A solução ocorreu-me durante uma ida à Livraria Atlântida, na altura a mais bem fornecida de Coimbra. Ali em duas robustas estantes repousavam larguíssimas dezenas de livrinhos da colecção “que sais-je?”, a melhor colecção enciclopédica que conheço. A “qsj” tem de tudo como na botica: pequenos ensaios dos melhores especialistas, redigidos com notável clareza e concisão, cento e poucas páginas com bibliografia incluída, sobre todos os temas que se possam imaginar. Ao que sei já vai em perto de quatro mil títulos sempre com o mesmo êxito.
Munido desses livrinhos, muitos dos quais ainda para aqui estão, enfrentei as esperas aprendendo as mais desvairadas coisas, do urbanismo às cruzadas, do direito romano até à literatura espanhola do século de ouro. Às vezes o assunto era tão interessante que a chegada da namorada me parecia intempestiva!
Os anos passaram e acostumei-me a ter sempre à mão, vá para onde for, um livrinho, pelo menos uma revista, para o caso de... Hoje mesmo, fui por uma lampreia (que estava nem vos digo nem vos conto!....) e, para a hipótese de ter de esperar pelos meus convidantes, lá ia o volume 4 de “os anos da guerra colonial”. Todavia, aquilo é gente boa e apareceram à hora exacta.
Claro que tudo isto, custe lá o que custar à minha camarada “o meu olhar”, não morre aqui. A CG é uma mulher cheia de qualidades. Muitas e recomendáveis. Porém, nesse vasto leque, a pontualidade não entra. Chego mesmo a pensar que ela acha isso uma tremenda falta de educação. Combinamos, ir passar a manhã na foz a ler a jornalada. Apontamos para as dez meia. Com sorte chegaremos uma hora depois. Quando me vê roxo pronto a começar aos gritos ela resmunga que os dias de foz pela manhã são de descanso e que já lhe bastam os outros para ter de dar à perna.
O cúmulo ocorreu com uma excursão que outro desaparecido organizava anualmente. De facto o Aníbal Belo, flor dos notários e dos bons amigos, organizava anualmente uma alegre passeata a Marvão durante um divertidíssimo fim de semana. Ele tratava de tudo, desde os convites até às marcações de hotel.
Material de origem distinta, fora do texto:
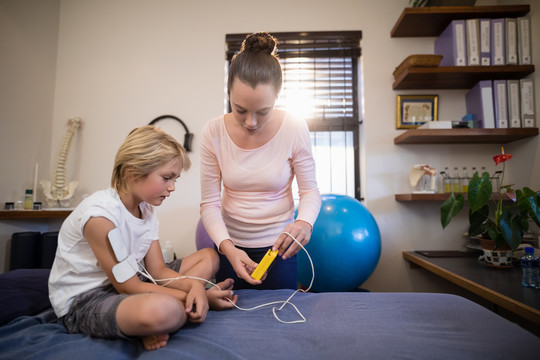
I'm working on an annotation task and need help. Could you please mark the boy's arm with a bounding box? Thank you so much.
[83,217,189,303]
[143,240,210,322]
[143,240,207,294]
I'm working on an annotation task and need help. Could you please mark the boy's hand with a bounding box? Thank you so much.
[208,278,237,310]
[184,281,209,323]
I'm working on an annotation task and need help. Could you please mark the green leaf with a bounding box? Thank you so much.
[520,187,540,226]
[440,193,465,228]
[499,210,524,249]
[467,172,492,213]
[468,204,488,236]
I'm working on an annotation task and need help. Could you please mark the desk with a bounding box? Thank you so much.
[403,251,540,326]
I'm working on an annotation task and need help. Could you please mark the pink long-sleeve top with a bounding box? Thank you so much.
[200,113,321,249]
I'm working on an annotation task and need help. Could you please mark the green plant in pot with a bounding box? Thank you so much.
[440,147,540,267]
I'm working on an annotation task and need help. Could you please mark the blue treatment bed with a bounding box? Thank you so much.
[1,269,539,359]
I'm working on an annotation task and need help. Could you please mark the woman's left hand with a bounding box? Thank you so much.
[273,220,313,260]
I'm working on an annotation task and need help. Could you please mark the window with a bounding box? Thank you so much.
[225,31,363,200]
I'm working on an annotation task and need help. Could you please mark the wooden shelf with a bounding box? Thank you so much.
[394,128,539,145]
[393,65,534,90]
[0,210,72,220]
[396,193,452,201]
[391,5,530,37]
[395,193,512,202]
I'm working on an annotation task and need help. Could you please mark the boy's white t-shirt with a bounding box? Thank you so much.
[48,187,159,318]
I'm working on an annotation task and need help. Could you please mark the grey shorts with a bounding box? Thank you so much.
[62,258,183,340]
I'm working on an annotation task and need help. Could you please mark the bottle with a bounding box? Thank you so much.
[442,166,451,193]
[162,240,175,263]
[451,167,460,193]
[460,167,470,193]
[24,189,33,210]
[521,247,540,289]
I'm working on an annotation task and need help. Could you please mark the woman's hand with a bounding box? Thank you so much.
[184,281,209,323]
[207,278,238,310]
[220,240,261,285]
[273,220,313,260]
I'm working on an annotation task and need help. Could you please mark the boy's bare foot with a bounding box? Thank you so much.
[142,333,169,351]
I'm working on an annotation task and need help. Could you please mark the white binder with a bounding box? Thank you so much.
[493,80,508,128]
[479,19,491,65]
[466,19,480,66]
[491,19,505,65]
[517,17,532,65]
[520,78,536,128]
[505,18,518,65]
[507,80,521,128]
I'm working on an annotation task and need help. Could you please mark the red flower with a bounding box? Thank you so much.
[493,147,512,166]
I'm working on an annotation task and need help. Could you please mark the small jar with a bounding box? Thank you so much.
[4,202,14,210]
[15,201,24,210]
[33,202,42,210]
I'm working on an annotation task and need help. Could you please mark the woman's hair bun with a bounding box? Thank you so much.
[242,32,277,55]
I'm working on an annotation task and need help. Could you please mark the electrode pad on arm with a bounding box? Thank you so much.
[112,254,138,283]
[108,228,128,262]
[108,228,137,283]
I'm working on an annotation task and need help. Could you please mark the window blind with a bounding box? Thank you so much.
[225,31,363,200]
[225,31,362,127]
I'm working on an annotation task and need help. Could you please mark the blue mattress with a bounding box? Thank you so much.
[1,286,539,359]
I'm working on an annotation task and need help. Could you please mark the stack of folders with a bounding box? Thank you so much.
[465,79,536,128]
[434,17,532,66]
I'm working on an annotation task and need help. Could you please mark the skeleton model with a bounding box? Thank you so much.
[41,117,82,207]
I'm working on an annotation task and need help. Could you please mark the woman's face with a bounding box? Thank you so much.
[229,79,277,135]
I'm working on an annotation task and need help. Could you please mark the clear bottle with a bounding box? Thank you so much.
[521,247,540,289]
[460,166,470,193]
[442,166,451,193]
[24,189,33,210]
[451,167,461,193]
[162,240,175,264]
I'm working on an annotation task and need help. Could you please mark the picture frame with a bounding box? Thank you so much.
[396,95,438,129]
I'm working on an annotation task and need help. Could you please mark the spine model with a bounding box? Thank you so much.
[41,117,82,207]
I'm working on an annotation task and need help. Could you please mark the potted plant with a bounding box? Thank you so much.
[440,147,540,267]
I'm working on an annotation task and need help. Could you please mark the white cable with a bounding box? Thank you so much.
[131,232,315,324]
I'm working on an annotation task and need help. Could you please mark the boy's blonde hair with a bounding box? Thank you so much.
[111,125,191,194]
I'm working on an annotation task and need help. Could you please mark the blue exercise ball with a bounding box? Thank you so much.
[297,194,381,292]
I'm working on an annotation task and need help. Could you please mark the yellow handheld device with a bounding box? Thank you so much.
[251,249,279,280]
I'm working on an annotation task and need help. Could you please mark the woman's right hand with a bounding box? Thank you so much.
[220,240,261,285]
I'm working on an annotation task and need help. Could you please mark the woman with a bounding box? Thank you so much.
[200,32,321,289]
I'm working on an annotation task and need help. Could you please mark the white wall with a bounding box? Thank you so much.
[1,0,539,293]
[0,0,61,268]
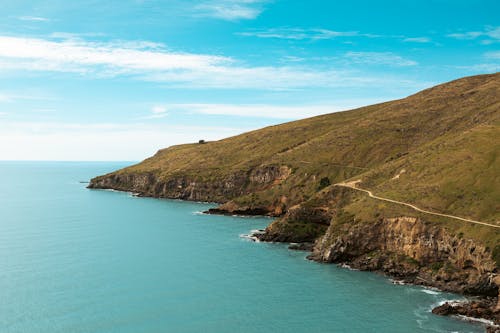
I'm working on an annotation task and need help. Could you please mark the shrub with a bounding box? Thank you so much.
[318,177,331,190]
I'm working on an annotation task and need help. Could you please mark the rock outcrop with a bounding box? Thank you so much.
[88,73,500,327]
[432,300,499,332]
[308,215,500,325]
[89,165,292,215]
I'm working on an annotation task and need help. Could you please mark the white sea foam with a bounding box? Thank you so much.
[239,233,260,242]
[389,279,407,285]
[421,289,441,295]
[437,299,466,307]
[455,315,496,327]
[339,263,359,271]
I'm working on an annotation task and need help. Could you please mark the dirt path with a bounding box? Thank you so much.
[335,180,500,229]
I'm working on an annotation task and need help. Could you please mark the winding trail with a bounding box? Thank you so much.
[335,180,500,229]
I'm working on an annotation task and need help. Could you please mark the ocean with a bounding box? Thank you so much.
[0,162,485,332]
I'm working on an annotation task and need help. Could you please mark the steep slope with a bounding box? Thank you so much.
[90,73,499,218]
[89,73,500,326]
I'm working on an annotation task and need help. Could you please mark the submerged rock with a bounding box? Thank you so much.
[432,299,500,330]
[288,242,314,251]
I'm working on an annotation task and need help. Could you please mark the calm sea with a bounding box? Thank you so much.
[0,162,485,332]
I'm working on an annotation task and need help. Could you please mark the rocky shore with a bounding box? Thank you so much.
[250,215,500,331]
[432,299,499,332]
[89,173,500,331]
[88,74,500,331]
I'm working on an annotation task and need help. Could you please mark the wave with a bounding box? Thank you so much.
[455,315,496,327]
[338,263,359,271]
[239,229,266,242]
[421,289,441,295]
[239,233,261,242]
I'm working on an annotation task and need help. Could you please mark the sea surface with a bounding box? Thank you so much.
[0,162,487,332]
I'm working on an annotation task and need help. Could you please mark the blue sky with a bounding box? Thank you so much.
[0,0,499,160]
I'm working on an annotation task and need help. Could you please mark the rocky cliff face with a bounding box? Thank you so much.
[88,73,500,329]
[89,171,247,201]
[308,216,500,326]
[88,164,292,215]
[312,216,498,295]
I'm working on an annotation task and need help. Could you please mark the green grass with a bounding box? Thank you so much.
[93,73,500,252]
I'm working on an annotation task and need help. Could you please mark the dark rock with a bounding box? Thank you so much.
[432,302,456,316]
[288,242,314,251]
[432,299,500,326]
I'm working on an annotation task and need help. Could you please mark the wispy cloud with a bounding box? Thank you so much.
[49,32,106,39]
[403,37,431,43]
[484,51,500,59]
[344,52,417,67]
[454,63,500,73]
[454,51,500,72]
[144,105,169,119]
[146,100,388,119]
[237,27,376,40]
[17,16,50,22]
[447,26,500,42]
[0,90,54,103]
[0,36,229,73]
[0,35,424,90]
[0,94,10,102]
[195,0,267,20]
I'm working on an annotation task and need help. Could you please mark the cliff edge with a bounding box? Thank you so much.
[89,73,500,328]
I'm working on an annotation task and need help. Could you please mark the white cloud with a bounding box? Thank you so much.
[455,63,500,73]
[0,94,10,102]
[447,26,500,41]
[152,105,168,114]
[344,52,417,67]
[18,16,50,22]
[280,55,305,63]
[49,32,106,39]
[0,35,425,90]
[453,51,500,73]
[484,51,500,59]
[144,105,169,119]
[195,0,266,20]
[403,37,431,43]
[0,98,392,160]
[0,121,248,161]
[237,28,373,40]
[0,36,229,73]
[150,100,387,119]
[0,91,54,103]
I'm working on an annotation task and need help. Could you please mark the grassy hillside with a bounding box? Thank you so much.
[90,73,500,318]
[360,123,500,223]
[94,72,499,226]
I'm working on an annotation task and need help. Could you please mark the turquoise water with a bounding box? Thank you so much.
[0,162,485,333]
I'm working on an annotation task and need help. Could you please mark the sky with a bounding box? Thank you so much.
[0,0,499,161]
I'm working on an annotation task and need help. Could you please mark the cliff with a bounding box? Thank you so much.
[89,73,500,328]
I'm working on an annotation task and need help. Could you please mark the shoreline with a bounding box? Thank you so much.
[88,185,499,331]
[244,228,500,331]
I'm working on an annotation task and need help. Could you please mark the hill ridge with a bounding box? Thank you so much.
[89,73,500,325]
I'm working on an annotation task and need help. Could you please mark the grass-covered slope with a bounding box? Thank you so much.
[90,72,500,225]
[360,123,499,223]
[90,73,500,324]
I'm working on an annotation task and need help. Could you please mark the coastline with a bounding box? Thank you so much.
[89,180,499,331]
[246,227,499,331]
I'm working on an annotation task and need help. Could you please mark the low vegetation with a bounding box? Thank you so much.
[92,73,500,249]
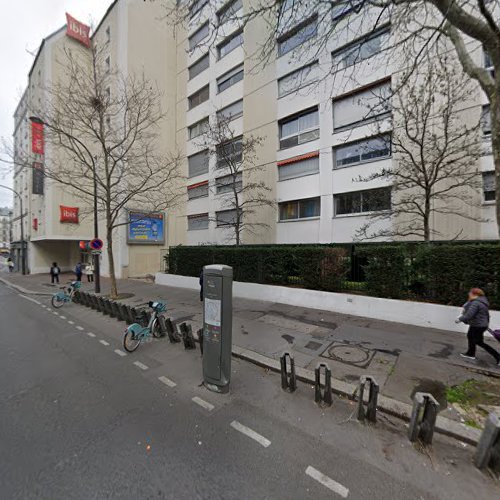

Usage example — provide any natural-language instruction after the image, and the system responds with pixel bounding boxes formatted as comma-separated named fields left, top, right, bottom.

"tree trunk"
left=107, top=227, right=118, bottom=299
left=424, top=196, right=431, bottom=242
left=492, top=96, right=500, bottom=238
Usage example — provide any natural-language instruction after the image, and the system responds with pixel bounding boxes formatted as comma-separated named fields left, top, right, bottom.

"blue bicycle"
left=51, top=281, right=82, bottom=308
left=123, top=301, right=167, bottom=352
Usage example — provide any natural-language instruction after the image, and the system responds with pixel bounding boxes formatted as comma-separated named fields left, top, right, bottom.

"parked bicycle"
left=123, top=301, right=167, bottom=352
left=51, top=280, right=82, bottom=308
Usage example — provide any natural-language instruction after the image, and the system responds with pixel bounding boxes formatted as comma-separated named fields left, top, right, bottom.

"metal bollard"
left=314, top=362, right=333, bottom=407
left=179, top=322, right=196, bottom=350
left=475, top=412, right=500, bottom=471
left=164, top=317, right=181, bottom=343
left=80, top=292, right=89, bottom=307
left=156, top=315, right=167, bottom=337
left=125, top=306, right=136, bottom=324
left=90, top=295, right=99, bottom=310
left=115, top=303, right=126, bottom=322
left=357, top=375, right=379, bottom=423
left=280, top=352, right=297, bottom=393
left=73, top=290, right=81, bottom=304
left=103, top=298, right=113, bottom=316
left=197, top=328, right=204, bottom=355
left=408, top=392, right=439, bottom=445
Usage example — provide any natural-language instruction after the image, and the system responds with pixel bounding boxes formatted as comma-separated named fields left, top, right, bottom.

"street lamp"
left=29, top=116, right=100, bottom=293
left=0, top=184, right=26, bottom=274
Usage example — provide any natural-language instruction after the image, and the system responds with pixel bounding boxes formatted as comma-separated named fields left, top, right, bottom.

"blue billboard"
left=127, top=211, right=165, bottom=244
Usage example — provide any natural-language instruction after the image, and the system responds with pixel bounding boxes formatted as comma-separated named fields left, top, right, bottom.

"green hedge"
left=167, top=242, right=500, bottom=309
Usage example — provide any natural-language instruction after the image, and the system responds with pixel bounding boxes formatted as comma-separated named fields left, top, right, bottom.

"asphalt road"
left=0, top=282, right=498, bottom=500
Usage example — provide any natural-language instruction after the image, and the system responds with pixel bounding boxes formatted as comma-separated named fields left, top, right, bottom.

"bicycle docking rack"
left=475, top=412, right=500, bottom=472
left=280, top=352, right=297, bottom=393
left=357, top=375, right=379, bottom=423
left=314, top=362, right=333, bottom=407
left=163, top=317, right=181, bottom=343
left=197, top=328, right=204, bottom=355
left=179, top=322, right=196, bottom=350
left=408, top=392, right=439, bottom=445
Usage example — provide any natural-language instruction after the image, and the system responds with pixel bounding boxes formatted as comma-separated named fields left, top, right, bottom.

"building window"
left=278, top=61, right=319, bottom=98
left=279, top=107, right=319, bottom=149
left=105, top=56, right=111, bottom=73
left=279, top=197, right=320, bottom=221
left=189, top=22, right=209, bottom=51
left=278, top=152, right=319, bottom=181
left=187, top=181, right=209, bottom=200
left=278, top=16, right=317, bottom=57
left=332, top=26, right=390, bottom=70
left=482, top=105, right=491, bottom=136
left=188, top=213, right=209, bottom=230
left=484, top=50, right=495, bottom=77
left=333, top=134, right=391, bottom=168
left=334, top=187, right=391, bottom=215
left=216, top=208, right=239, bottom=226
left=217, top=99, right=243, bottom=122
left=188, top=85, right=210, bottom=109
left=218, top=30, right=243, bottom=59
left=188, top=149, right=210, bottom=177
left=188, top=53, right=209, bottom=80
left=332, top=80, right=391, bottom=132
left=217, top=136, right=243, bottom=168
left=217, top=64, right=244, bottom=93
left=189, top=0, right=208, bottom=19
left=483, top=172, right=496, bottom=202
left=218, top=0, right=243, bottom=25
left=188, top=117, right=209, bottom=139
left=216, top=172, right=243, bottom=194
left=331, top=0, right=362, bottom=21
left=106, top=26, right=111, bottom=43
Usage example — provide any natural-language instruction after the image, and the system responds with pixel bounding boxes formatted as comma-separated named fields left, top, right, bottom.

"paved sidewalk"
left=2, top=271, right=500, bottom=424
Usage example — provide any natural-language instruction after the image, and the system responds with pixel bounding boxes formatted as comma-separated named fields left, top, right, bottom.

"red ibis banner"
left=31, top=121, right=44, bottom=155
left=60, top=205, right=79, bottom=224
left=66, top=13, right=91, bottom=48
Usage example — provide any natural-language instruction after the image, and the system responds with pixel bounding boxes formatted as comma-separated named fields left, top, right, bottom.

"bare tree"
left=23, top=43, right=180, bottom=298
left=167, top=0, right=500, bottom=235
left=199, top=118, right=274, bottom=245
left=355, top=54, right=484, bottom=241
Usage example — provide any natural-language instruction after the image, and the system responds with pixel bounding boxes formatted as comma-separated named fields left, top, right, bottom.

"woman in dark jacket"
left=457, top=288, right=500, bottom=366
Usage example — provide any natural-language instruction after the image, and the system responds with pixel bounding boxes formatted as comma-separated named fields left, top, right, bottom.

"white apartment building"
left=0, top=208, right=11, bottom=252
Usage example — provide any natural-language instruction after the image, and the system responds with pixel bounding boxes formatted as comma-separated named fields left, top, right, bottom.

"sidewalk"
left=2, top=271, right=500, bottom=428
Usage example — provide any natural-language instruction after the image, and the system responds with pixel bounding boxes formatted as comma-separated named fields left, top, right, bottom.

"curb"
left=0, top=277, right=53, bottom=296
left=231, top=345, right=482, bottom=446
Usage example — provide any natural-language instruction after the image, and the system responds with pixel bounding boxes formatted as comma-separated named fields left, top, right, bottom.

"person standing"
left=50, top=262, right=61, bottom=284
left=457, top=288, right=500, bottom=366
left=85, top=262, right=94, bottom=282
left=75, top=262, right=83, bottom=282
left=7, top=257, right=14, bottom=272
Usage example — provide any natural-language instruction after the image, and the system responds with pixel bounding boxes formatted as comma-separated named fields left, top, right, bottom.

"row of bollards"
left=279, top=351, right=500, bottom=472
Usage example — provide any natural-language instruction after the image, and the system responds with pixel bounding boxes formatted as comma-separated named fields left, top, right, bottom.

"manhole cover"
left=322, top=342, right=375, bottom=368
left=304, top=340, right=323, bottom=351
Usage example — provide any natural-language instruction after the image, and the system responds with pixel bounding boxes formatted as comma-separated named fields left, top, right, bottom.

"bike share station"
left=202, top=265, right=233, bottom=394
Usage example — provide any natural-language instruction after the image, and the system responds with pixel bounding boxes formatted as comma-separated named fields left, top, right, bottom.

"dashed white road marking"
left=59, top=316, right=66, bottom=320
left=192, top=397, right=214, bottom=411
left=133, top=361, right=149, bottom=370
left=158, top=376, right=177, bottom=388
left=53, top=311, right=59, bottom=315
left=87, top=332, right=96, bottom=338
left=305, top=466, right=349, bottom=498
left=114, top=349, right=127, bottom=357
left=19, top=294, right=41, bottom=305
left=99, top=340, right=110, bottom=346
left=230, top=421, right=271, bottom=448
left=76, top=326, right=84, bottom=331
left=67, top=320, right=74, bottom=325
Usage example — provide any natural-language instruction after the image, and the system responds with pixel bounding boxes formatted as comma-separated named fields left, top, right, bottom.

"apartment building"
left=0, top=208, right=11, bottom=252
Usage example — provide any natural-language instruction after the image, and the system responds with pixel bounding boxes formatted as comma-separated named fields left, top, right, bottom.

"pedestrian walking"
left=456, top=288, right=500, bottom=367
left=50, top=262, right=61, bottom=284
left=7, top=257, right=14, bottom=272
left=85, top=262, right=94, bottom=282
left=74, top=262, right=83, bottom=282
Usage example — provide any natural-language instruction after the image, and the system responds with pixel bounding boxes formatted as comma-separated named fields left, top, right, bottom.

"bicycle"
left=51, top=280, right=82, bottom=308
left=123, top=301, right=167, bottom=353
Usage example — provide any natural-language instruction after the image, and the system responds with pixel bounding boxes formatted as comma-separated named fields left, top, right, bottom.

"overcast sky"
left=0, top=0, right=114, bottom=207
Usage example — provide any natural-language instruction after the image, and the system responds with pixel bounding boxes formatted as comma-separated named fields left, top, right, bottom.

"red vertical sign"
left=60, top=206, right=79, bottom=224
left=31, top=121, right=44, bottom=154
left=66, top=13, right=91, bottom=48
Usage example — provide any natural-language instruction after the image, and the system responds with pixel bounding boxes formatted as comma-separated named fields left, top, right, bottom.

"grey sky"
left=0, top=0, right=114, bottom=207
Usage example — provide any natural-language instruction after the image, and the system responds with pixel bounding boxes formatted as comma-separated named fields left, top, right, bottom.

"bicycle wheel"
left=51, top=294, right=65, bottom=309
left=123, top=329, right=141, bottom=353
left=152, top=319, right=162, bottom=338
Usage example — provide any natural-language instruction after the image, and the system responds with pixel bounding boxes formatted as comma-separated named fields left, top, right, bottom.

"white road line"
left=158, top=376, right=176, bottom=388
left=99, top=340, right=110, bottom=346
left=230, top=421, right=271, bottom=448
left=19, top=294, right=41, bottom=305
left=192, top=397, right=214, bottom=411
left=53, top=311, right=59, bottom=315
left=67, top=320, right=74, bottom=325
left=114, top=349, right=127, bottom=357
left=133, top=361, right=149, bottom=370
left=76, top=326, right=84, bottom=331
left=59, top=316, right=66, bottom=320
left=87, top=332, right=96, bottom=338
left=305, top=466, right=349, bottom=498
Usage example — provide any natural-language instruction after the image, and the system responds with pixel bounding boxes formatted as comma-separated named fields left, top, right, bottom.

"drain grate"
left=322, top=342, right=375, bottom=368
left=304, top=340, right=323, bottom=351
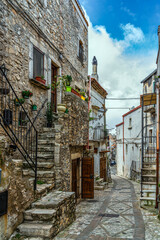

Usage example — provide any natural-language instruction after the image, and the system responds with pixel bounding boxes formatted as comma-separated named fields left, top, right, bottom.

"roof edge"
left=123, top=105, right=141, bottom=118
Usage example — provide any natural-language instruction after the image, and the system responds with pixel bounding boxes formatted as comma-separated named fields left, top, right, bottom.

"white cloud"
left=86, top=14, right=157, bottom=131
left=121, top=6, right=135, bottom=18
left=119, top=23, right=145, bottom=48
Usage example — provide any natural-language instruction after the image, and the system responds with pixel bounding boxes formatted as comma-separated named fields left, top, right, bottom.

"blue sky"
left=79, top=0, right=159, bottom=131
left=80, top=0, right=159, bottom=54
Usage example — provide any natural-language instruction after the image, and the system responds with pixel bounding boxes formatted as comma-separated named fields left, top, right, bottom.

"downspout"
left=123, top=116, right=124, bottom=175
left=156, top=81, right=159, bottom=208
left=87, top=75, right=91, bottom=149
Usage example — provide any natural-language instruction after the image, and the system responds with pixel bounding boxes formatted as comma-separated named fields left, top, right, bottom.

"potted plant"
left=71, top=88, right=81, bottom=98
left=46, top=102, right=52, bottom=127
left=22, top=90, right=33, bottom=99
left=32, top=104, right=37, bottom=111
left=80, top=90, right=86, bottom=100
left=14, top=98, right=25, bottom=106
left=35, top=76, right=46, bottom=85
left=65, top=75, right=72, bottom=92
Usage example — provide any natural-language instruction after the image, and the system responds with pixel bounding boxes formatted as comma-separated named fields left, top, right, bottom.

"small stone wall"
left=54, top=92, right=89, bottom=190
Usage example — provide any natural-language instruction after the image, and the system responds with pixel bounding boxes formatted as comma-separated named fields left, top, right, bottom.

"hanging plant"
left=32, top=104, right=37, bottom=111
left=14, top=98, right=25, bottom=106
left=22, top=90, right=33, bottom=99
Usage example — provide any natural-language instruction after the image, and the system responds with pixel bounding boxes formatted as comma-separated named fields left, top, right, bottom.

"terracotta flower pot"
left=71, top=89, right=81, bottom=98
left=35, top=77, right=46, bottom=85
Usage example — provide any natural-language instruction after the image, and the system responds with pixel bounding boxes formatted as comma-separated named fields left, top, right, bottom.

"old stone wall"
left=0, top=147, right=34, bottom=240
left=54, top=92, right=89, bottom=190
left=0, top=0, right=88, bottom=238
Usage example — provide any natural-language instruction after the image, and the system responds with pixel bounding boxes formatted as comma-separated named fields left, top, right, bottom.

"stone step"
left=142, top=175, right=156, bottom=177
left=40, top=127, right=55, bottom=133
left=142, top=182, right=156, bottom=185
left=32, top=191, right=74, bottom=209
left=94, top=186, right=105, bottom=190
left=37, top=146, right=54, bottom=152
left=17, top=223, right=55, bottom=238
left=140, top=197, right=155, bottom=201
left=23, top=170, right=54, bottom=178
left=24, top=208, right=56, bottom=221
left=36, top=183, right=55, bottom=197
left=142, top=189, right=156, bottom=193
left=23, top=162, right=54, bottom=169
left=37, top=140, right=55, bottom=145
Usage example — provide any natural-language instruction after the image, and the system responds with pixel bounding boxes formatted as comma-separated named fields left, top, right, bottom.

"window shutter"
left=29, top=42, right=33, bottom=79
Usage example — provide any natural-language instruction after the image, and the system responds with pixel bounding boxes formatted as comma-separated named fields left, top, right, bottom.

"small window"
left=126, top=144, right=128, bottom=154
left=33, top=47, right=44, bottom=78
left=78, top=41, right=83, bottom=64
left=149, top=129, right=152, bottom=143
left=128, top=118, right=132, bottom=129
left=19, top=112, right=28, bottom=126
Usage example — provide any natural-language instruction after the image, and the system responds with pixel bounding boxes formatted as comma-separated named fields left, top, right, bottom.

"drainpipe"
left=87, top=75, right=91, bottom=149
left=156, top=81, right=160, bottom=208
left=123, top=116, right=124, bottom=175
left=59, top=68, right=62, bottom=104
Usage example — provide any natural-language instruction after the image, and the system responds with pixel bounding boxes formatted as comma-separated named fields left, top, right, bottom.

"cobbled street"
left=54, top=170, right=160, bottom=240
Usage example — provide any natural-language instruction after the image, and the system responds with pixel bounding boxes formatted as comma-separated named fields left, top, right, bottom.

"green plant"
left=22, top=90, right=33, bottom=98
left=14, top=98, right=25, bottom=105
left=12, top=234, right=21, bottom=239
left=85, top=97, right=89, bottom=102
left=65, top=75, right=72, bottom=86
left=37, top=180, right=45, bottom=185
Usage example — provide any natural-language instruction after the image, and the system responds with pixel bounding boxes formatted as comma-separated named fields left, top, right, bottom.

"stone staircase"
left=140, top=159, right=157, bottom=207
left=10, top=127, right=76, bottom=239
left=94, top=177, right=108, bottom=190
left=15, top=191, right=76, bottom=239
left=23, top=127, right=55, bottom=196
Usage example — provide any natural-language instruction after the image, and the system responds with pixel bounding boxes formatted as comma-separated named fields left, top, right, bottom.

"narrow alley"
left=54, top=169, right=160, bottom=240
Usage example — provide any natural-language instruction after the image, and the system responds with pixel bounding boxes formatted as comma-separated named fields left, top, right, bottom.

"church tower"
left=91, top=56, right=99, bottom=82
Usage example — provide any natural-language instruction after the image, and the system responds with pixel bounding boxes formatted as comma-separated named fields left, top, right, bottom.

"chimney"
left=91, top=56, right=99, bottom=81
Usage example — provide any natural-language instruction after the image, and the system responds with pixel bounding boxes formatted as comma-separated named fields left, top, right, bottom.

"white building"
left=89, top=56, right=108, bottom=179
left=116, top=106, right=141, bottom=180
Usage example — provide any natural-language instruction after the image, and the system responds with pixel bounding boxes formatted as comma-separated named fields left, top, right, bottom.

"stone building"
left=0, top=0, right=90, bottom=239
left=116, top=106, right=142, bottom=180
left=89, top=57, right=109, bottom=185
Adorava Marvão, fora lá que começara, os de Marvão adoravam-no a ele, até lhe puseram o nome numa rua, e todos os anos era um grande reencontro testemunhado pelos amigos que ele convocava para esse passeio. Num ano, provavelmente o penúltimo da sua vida, inscrevi-me. O Belo grato, marcou a partida de dois enormes autocarros para o hotel ao lado da minha casa. Vinha gente de vários sítios incluindo de Vila Nova de Cerveira! Adivinhem quem foram as duas pessoas que chegaram em último lugar, com dez minutos de atraso. Quem apostou em mcr e sua gentil companheira, acertou e fará o favor de não se rir de mim que ainda hoje, e passaram vários anos, coro de vergonha.